If you want to lose fat faster, eat less fat. If you are losing too quickly, eat more fat. The fat you eat doesn’t come off your body. The fat you don’t eat in your diet comes off your body. Any fat you eat is stored on your body very efficiently. Fat has few essential nutrients.

Even a low fat diet is still relatively high fat. The fat is just coming off your body. You can’t stay on a low fat diet forever. You have to increase your fat over time as you reach your goals.
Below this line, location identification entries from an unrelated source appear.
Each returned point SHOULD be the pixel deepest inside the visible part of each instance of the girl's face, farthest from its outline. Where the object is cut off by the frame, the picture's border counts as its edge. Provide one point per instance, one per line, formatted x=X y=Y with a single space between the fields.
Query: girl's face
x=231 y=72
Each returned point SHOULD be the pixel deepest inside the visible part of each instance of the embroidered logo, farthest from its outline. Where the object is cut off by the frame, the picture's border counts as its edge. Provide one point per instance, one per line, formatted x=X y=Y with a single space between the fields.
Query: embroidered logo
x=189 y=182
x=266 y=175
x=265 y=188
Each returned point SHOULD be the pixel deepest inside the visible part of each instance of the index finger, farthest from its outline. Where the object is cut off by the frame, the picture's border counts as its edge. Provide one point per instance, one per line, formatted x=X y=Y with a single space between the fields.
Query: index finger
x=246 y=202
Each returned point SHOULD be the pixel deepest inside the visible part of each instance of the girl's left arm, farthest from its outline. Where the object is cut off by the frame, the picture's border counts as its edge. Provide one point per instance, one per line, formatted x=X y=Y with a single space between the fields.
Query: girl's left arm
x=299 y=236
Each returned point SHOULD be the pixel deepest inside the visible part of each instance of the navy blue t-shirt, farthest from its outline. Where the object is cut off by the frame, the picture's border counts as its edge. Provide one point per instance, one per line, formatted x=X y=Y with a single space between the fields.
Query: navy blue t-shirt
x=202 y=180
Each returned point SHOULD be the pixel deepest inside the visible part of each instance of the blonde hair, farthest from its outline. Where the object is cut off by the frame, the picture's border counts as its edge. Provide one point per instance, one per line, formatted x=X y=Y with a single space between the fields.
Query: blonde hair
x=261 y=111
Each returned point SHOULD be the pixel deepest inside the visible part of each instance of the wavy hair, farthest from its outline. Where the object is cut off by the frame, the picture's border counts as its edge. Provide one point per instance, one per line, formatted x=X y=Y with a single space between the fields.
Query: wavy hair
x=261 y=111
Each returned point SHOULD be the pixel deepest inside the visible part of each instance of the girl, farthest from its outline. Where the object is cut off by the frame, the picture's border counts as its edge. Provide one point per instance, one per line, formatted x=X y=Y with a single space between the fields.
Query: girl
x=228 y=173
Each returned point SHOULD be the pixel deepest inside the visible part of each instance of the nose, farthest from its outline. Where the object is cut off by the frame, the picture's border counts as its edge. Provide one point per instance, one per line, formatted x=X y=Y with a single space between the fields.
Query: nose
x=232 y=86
It’s a good idea to take a couple of fish oil capsules every day to get more of the good fats.

Studies on this Diet

This is also known as a variant on the Protein Sparing Modified Fast. It is well studied and effective. The PSMF is often done at very low (20g) of fat.

Ketogenic Infants

From (Settergren G, Lindblad BS, Persson B. Cerebral blood flow and exchange of oxygen, glucose, ketone bodies, lactate, pyruvate and amino acids in infants. Acta Paediatr Scand. 1976 May;65(3):343-53):

Mean values from 12 infants (age 11 days-12 months) were: CBF 69 ml/100 g0min-1; cerebral uptake (in mumoles/100 g-min-1): oxygen 104, glucose 27, acetoacetate 0.9, D-beta-hydroxybutyrate 2.3; cerebral release: lactate 2.4 and pyruvate 0.8. Significant uptake of amino acids was found only for histidine 0.95 and arginine 0.7. Significant correlations between arterial concentration and cerebral exchange were found for: ornithine, arginine, phenylalanine, aspartic acid, serine, glutamine and acetoacetate. CBF and substrate exchange were unrelated to age within the group.

Infants had higher mean CBF and greater uptake of ketone bodies than has been reported in adults.